Now the military has a new social challenge: Allowing gays to serve openly in the ranks. It is expected that commanders will dutifully implement the policy, and overall it will likely be judged a success, but recent history provides some cautionary lessons.
On one hand, the military has earned a deserved reputation as a meritocracy in which minorities and women can flourish. On the other hand, sexual assault remains a rampant problem, and racism was minimized only after years of friction within the ranks.
Perhaps the repeal of the “don’t ask, don’t tell” policy will unfold more easily, but some female veterans say that will be the case only if commanders are vigilant and aggressive in quashing anti-gay harassment.
“When women come forward to report sexual harassment, that’s when a commander’s courage is tested,” said Anuradha Bhagwati, a former Marine captain who heads the Service Women’s Action Network. “Even though we have fairly decent policies on paper, enforcement of basic harassment policies is very shoddy.”
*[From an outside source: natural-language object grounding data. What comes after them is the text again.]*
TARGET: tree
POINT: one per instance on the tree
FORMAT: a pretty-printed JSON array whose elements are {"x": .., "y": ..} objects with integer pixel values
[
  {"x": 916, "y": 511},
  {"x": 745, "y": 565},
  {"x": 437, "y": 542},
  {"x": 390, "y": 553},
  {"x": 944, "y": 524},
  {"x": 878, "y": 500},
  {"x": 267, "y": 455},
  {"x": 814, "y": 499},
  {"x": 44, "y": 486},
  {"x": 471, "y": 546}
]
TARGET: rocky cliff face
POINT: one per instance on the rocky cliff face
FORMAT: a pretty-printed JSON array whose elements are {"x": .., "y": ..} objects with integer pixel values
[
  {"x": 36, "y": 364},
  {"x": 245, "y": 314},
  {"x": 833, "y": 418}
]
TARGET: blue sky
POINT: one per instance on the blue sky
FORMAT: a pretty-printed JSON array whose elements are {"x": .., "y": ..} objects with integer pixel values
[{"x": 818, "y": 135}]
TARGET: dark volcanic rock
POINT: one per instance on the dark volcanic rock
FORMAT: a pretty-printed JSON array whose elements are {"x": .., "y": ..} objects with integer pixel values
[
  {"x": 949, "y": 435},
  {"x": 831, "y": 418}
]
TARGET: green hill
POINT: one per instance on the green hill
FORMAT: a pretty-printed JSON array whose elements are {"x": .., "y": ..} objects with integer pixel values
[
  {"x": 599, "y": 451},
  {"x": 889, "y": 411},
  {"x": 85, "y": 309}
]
Several military-policy scholars suggested that the armed forces had done better in regard to racial equality than it has in curtailing harassment of women.
“With race, the military led the way,” said David Segal, a University of Maryland sociologist who has studied military personnel policies. “It was not that way with gender - lots of other workplaces were ahead, and I’m surprised it has taken us this long to get to where we are now.”
But Steven Schlossman, a Carnegie Mellon University history professor who has written about the racial integration of the military, said that process was slow-moving and contentious, with the Army taking more than three years after President Truman’s 1948 desegregation order to comply.
Some of the worst racial conflicts ever in the U.S. military occurred during the Vietnam War, including a 1972 race riot on the aircraft carrier Kitty Hawk. Even now, blacks hold only about 6 percent of senior command positions while comprising about 17 percent of overall active duty forces.
The adjustment to repeal of “don’t ask, don’t tell” might be quicker and smoother, since the change appears to have broader support within today’s military than there was for desegregation 60 years ago.
In one 1947 study, four of five enlisted men told the Army they would oppose blacks serving in their units, while a recent Pentagon survey found that two-thirds of the overall force predicted minimal problems if gays were allowed to serve openly.